Native XML databases look like a good way to integrate data from a variety of backends, and I think the winning native XML databases of the future will do this transparently and bi-directionally. (Some are already doing it today.) Relational databases may have problems in this area, since the result of integrating data from a variety of sources is likely to be semi-structured data, not structured data. (Ronald Bourret)

I agree very much that integrating data from a variety of backends is one of the promising areas for native XML DBMSes, and that ability to handle semi-structured data is a key benefit.

Some native XML DBMSes are also well-suited to serve the role of a middle-tier persistent transactional distributed cache. (Dan Weinreb)

Whether physical XML or a virtual view, data integration is one of the biggest reasons for XML, and providing database functionality for the XML view is one of the biggest reasons for an XML database. (Jonathan Robie)

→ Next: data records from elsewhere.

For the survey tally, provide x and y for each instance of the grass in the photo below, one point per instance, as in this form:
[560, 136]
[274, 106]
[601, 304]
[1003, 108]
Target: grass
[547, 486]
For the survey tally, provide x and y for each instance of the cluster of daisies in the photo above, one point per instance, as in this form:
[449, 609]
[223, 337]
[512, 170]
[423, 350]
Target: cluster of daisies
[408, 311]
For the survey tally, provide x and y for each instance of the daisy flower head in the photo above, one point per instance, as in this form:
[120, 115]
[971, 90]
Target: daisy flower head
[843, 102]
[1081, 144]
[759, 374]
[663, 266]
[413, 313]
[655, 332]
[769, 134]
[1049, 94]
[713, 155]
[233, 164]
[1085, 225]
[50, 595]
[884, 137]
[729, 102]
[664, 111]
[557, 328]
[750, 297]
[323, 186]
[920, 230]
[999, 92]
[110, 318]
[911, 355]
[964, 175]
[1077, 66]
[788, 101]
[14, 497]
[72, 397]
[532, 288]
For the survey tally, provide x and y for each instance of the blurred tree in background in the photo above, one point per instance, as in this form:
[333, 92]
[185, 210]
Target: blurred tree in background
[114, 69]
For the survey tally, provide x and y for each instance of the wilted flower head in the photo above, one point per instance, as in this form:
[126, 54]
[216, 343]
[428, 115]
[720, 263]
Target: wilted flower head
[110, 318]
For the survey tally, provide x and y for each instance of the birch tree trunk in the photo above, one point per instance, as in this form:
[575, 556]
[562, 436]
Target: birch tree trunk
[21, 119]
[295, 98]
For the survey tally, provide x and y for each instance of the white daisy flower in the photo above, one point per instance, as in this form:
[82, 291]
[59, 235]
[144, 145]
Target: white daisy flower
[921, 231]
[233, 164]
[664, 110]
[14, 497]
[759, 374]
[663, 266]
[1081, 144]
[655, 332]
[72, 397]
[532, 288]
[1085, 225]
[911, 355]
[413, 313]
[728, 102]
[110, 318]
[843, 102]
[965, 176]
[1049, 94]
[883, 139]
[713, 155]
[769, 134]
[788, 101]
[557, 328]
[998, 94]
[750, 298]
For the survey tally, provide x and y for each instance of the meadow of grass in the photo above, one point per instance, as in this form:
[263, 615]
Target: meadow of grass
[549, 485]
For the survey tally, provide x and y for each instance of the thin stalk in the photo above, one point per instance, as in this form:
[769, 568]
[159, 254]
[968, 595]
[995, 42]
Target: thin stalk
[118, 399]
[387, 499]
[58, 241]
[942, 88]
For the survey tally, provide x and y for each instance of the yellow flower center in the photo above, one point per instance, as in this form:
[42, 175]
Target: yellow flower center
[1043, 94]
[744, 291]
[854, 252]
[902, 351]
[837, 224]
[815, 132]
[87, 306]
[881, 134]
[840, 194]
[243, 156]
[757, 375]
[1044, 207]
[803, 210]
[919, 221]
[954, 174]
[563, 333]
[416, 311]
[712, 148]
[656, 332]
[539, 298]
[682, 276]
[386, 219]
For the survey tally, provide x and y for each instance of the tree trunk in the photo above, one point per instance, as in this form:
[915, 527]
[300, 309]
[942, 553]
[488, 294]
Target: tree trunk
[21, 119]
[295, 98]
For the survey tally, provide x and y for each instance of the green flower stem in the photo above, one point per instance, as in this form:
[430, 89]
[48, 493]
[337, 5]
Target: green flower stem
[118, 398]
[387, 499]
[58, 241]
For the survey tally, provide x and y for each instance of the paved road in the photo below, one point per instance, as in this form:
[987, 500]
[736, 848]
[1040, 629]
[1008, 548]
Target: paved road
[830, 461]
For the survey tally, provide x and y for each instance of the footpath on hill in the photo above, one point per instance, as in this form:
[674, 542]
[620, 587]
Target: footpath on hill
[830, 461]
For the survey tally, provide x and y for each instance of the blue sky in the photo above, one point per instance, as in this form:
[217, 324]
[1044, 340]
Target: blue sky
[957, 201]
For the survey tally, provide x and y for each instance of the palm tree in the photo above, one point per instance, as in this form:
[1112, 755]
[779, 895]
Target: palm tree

...Hide the godawful mess in the back office behind an XML representation cached in an XML DBMS so that other applications don't have to know or care about the voodoo behind the scenes.

...if the godawful mess in the back office is glued to the buzzword-du-jour-MLs out on the wireless web somewhere via some tangled mess of CGI/ASP/JSP/SOAP triggered by diverse XML B2B/B2C/A2A messages, how will you ever keep track of what is really going on from a point of view that management cares about, or to give customers a coherent answer when the widget they ordered from your virtual store didn't show up, but the credit card statement did? Logging the "transient" XML data can help. (Michael Champion)

No doubt there are other factors which could be added to the above list and more opinions that could be added to help weigh one against another. I hope this is a useful starting point for further discussions.